Purchase Price is $335,000
Down Payment FHA 3.5% minimum – $11,725
Rate – 3.75% Principal and Interest – $1523.34
Monthly Mortgage Insurance Premium – $336.74——————-Starting April 1st, 2013, will be on there for 30 years. Only way to eliminate is another refinance to conventional loan at 80% LTV or better
Payment – $1860.08
Regardless of this borrowers down payment and wanting to get into this property, clearly the Mortgage Insurance Premium with FHA is a major Red Flag. This is money you are throwing out the window. Now granted, if you are a low FICO score borrower, have a spotty credit history, and are in a period of getting your life back on track, this might be the only option you have for a couple of years. Conventionally, however if you have great credit, and no prior bankruptcies in the last couple of years, or foreclosures in the last couple of years, you should really look at the alternative. The following is an alternative option to an FHA mortgage with even less of a down payment.
Purchase Price is $335,000
Down Payment Conventional 3% minimum- $10,050
Rate – 4.75% Principal and Interest – $1724.75
Payment – $1724.25
FHA used to be an amazing way to get home-buyers into properties at low rates, and low down payments, and it still is, however it is by no way, the end all, be all.

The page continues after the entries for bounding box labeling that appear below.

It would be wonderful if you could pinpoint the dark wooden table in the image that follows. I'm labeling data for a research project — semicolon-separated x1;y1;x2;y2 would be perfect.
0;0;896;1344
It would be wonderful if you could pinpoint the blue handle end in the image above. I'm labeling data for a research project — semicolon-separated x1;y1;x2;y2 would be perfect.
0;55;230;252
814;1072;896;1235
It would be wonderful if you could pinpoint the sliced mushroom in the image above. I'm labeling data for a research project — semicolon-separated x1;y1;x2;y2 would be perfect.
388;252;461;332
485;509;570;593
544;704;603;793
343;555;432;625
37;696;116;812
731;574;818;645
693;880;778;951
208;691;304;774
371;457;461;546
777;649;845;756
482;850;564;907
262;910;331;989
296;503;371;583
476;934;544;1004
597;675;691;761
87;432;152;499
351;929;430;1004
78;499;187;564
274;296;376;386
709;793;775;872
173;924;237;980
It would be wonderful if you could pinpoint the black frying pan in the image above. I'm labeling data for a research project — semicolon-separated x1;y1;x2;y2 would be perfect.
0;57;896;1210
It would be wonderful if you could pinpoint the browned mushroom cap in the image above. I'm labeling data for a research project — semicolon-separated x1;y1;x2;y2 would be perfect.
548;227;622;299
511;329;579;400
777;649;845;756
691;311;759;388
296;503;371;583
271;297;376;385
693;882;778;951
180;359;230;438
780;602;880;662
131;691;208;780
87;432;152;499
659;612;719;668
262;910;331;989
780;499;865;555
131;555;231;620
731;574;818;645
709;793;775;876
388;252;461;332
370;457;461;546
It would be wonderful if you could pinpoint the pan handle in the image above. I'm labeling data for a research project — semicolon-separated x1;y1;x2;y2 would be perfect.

Mortgage Insurance rates on FHA loans have gone up at least 7 times in the last 5 years, and will be going up AGAIN on April 1st. This example is to just show you that there ARE options out there other then FHA loans.
So here are the benefits of this conventional alternative.
1. Save $135.83 a month
2. Avoid MI payment which is not tax deductible
3. Keep $1675 in your bank, avoid the additional .5% down payment, going with FHA
The only caveat here to pay attention to here, is that these loans want high credit score borrowers for these programs. Less down payment, no mortgage insurance, but of course more risk. You will need to be a credit worthy borrower to participate for this loan, however it is not something that you cannot achieve. Time cures all with everything, and I would rather spend a month helping a home buyer fix their credit, then throw them into an FHA loan, when they could have gotten something better.